RPV also contends that it was not required to file compulsory counterclaims in Netsphere I because that case was administratively closed before it was required to file an answer. However, the district court held that this argument was waived because it was not raised until after summary judgment had been rendered and was only raised in RPV's motion for reconsideration. A review of the record confirms that RPV did not raise this argument prior to its motion for reconsideration, so we consider it waived on appeal. See Lincoln Gen. Ins. Co. v. De La Luz Garcia, 501 F.3d 436, 442 (5th Cir. 2007) (“[G]enerally speaking, we will not consider an issue raised [in the district court] for the first time in a Motion for Reconsideration.”).


The district court's judgment is AFFIRMED.



1.   In discussing the entities affiliated with RPV in the Netsphere I proceedings, the district court remarked:The multiple filings by different lawyers, whether in the name of Baron, the LLCs, the Village Trust, or other offshore entities connected to the trust and Baron has been an ongoing tactic conveniently employed to delay, confuse, manipulate, and disrupt the proceedings in this case, the bankruptcies, and related cases, and the court strongly suspects, based on its familiarity with the record in this, the bankruptcies, and other related cases, that Baron and those acting on his behalf are the source of this disruptive conduct.Netsphere, Inc. et al. v. Baron et al., 3:09-cv-00988-L, 2015 WL 1400543, ECF No. 1447 at 21, n.9 (N.D. Tex., Mar. 27, 2015).

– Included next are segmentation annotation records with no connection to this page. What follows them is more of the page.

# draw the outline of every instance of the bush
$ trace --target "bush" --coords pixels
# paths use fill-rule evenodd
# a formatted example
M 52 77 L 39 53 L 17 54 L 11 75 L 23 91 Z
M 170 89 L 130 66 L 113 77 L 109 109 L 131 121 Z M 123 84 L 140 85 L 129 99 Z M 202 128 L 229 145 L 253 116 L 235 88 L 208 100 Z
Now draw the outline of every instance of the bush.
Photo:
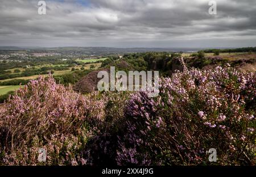
M 197 53 L 197 57 L 200 58 L 200 59 L 203 59 L 204 58 L 205 56 L 204 54 L 204 52 L 203 50 L 201 51 L 199 51 L 198 53 Z
M 51 75 L 31 81 L 0 111 L 0 163 L 38 164 L 34 155 L 41 146 L 48 152 L 48 165 L 71 165 L 75 157 L 65 153 L 72 149 L 78 155 L 73 146 L 84 145 L 78 139 L 89 137 L 86 128 L 103 120 L 104 104 L 93 95 L 84 96 L 56 84 Z
M 20 70 L 19 69 L 15 69 L 14 70 L 14 73 L 20 73 Z
M 254 165 L 255 73 L 217 67 L 163 78 L 155 98 L 141 91 L 125 111 L 118 165 Z
M 155 98 L 31 81 L 0 109 L 0 165 L 255 165 L 256 73 L 180 62 L 183 71 L 160 78 Z
M 220 55 L 220 50 L 215 50 L 213 52 L 214 56 L 219 56 Z

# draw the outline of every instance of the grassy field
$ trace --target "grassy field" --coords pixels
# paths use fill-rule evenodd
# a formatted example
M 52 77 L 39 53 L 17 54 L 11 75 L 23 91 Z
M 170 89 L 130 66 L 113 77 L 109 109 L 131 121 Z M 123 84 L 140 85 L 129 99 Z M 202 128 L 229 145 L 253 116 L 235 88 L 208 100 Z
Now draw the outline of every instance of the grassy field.
M 19 89 L 20 87 L 20 86 L 0 86 L 0 95 L 5 95 L 10 91 L 14 91 Z
M 101 66 L 101 63 L 97 63 L 97 64 L 87 64 L 87 65 L 85 65 L 85 66 L 82 66 L 81 65 L 79 65 L 79 66 L 74 66 L 74 67 L 71 67 L 71 68 L 69 68 L 69 70 L 68 70 L 54 71 L 54 73 L 53 73 L 53 75 L 64 75 L 65 74 L 67 74 L 67 73 L 71 73 L 71 72 L 72 72 L 71 71 L 71 69 L 72 69 L 72 68 L 74 68 L 75 69 L 80 70 L 80 69 L 81 69 L 81 68 L 82 67 L 84 67 L 85 69 L 89 69 L 90 66 L 93 65 L 95 66 L 95 67 L 96 67 L 95 69 L 98 69 Z M 13 69 L 13 70 L 14 70 L 14 69 Z M 48 75 L 48 74 L 40 75 L 40 76 L 43 76 L 43 77 L 46 77 L 47 75 Z M 18 78 L 12 78 L 12 79 L 0 80 L 0 82 L 9 81 L 13 80 L 13 79 L 24 79 L 24 80 L 34 79 L 36 79 L 39 77 L 39 75 L 34 75 L 28 76 L 28 77 L 18 77 Z
M 88 59 L 88 60 L 77 59 L 77 60 L 76 60 L 76 61 L 79 61 L 79 62 L 82 62 L 84 63 L 88 63 L 88 62 L 92 62 L 102 61 L 107 58 L 100 58 L 100 59 Z

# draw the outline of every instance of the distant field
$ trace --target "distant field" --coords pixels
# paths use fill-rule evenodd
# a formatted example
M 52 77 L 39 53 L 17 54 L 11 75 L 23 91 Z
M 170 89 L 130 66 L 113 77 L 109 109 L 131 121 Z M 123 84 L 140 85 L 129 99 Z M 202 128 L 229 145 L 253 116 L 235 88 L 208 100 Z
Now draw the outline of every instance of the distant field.
M 71 71 L 71 69 L 72 69 L 72 68 L 74 68 L 75 69 L 79 69 L 80 70 L 80 69 L 81 69 L 81 68 L 82 67 L 84 67 L 85 69 L 89 69 L 91 65 L 94 65 L 95 67 L 96 67 L 95 69 L 98 69 L 101 66 L 101 63 L 87 64 L 87 65 L 85 65 L 85 66 L 82 66 L 81 65 L 76 66 L 74 66 L 74 67 L 69 68 L 69 70 L 68 70 L 54 71 L 54 73 L 53 73 L 53 75 L 64 75 L 65 74 L 67 74 L 67 73 L 71 73 L 71 72 L 72 72 Z M 42 67 L 42 66 L 40 66 Z M 44 65 L 44 66 L 46 66 L 46 65 Z M 52 66 L 52 65 L 51 65 L 51 66 Z M 14 69 L 13 69 L 12 70 L 14 70 Z M 47 75 L 48 75 L 48 74 L 40 75 L 40 76 L 42 76 L 42 77 L 46 77 Z M 39 77 L 39 75 L 34 75 L 28 76 L 28 77 L 18 77 L 18 78 L 15 78 L 7 79 L 5 79 L 5 80 L 0 80 L 0 82 L 9 81 L 13 80 L 13 79 L 24 79 L 24 80 L 34 79 L 36 79 Z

2.   See ECF No. 1411 (objection filed by RPV as trustee of the Village Trust); ECF No. 1418 (supplemental document filed by RPV as trustee of the Village Trust); ECF No. 1451 (notice of appeal from RPV as trustee of the Village Trust).

PER CURIAM:* FN* Pursuant to 5th Cir. R. 47.5, the court has determined that this opinion should not be published and is not precedent except under the limited circumstances set forth in 5th Cir. R. 47.5.4.